For negative numbers, the behavior is different.
To wit:
truncate(-2.5) = -2
floor(-2.5) = -3
So, here is a floor function for bc:
# Note: trunc(x) is defined as noted elsewhere in the other answers
define floor(x) {
auto t
t=trunc(x)
if (t>x) {
return t-1
} else {
return t
}
}
Aside:
You can put this, and other helper functions, in a file.
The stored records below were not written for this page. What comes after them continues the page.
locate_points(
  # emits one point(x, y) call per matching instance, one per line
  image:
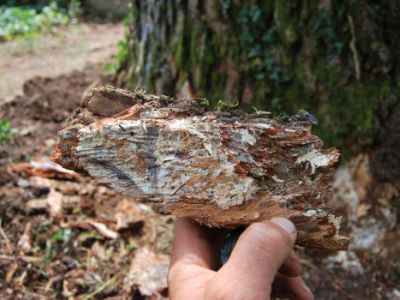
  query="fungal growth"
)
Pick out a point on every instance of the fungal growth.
point(220, 169)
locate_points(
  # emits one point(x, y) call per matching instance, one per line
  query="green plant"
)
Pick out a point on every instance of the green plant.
point(5, 131)
point(228, 106)
point(25, 21)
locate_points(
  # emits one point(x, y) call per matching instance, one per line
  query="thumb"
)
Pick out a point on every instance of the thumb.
point(257, 256)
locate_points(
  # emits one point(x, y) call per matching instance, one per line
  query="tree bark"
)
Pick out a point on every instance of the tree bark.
point(337, 59)
point(220, 169)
For instance, I have this alias in my shell:
alias bc='bc -l ~/.bcinit'
And so whenever I run bc, I get all my utility functions from ~/.bcinit available by default.
Also, there is a good list of bc functions here: http://phodd.net/gnu-bc/code/funcs.bc
You may do something like this:
$ printf "%.2f\n" $(echo "(4530 / 4116 - 1) * 100" | bc -l)
10.06
Here I am trying to find the % change. Not purely bc though.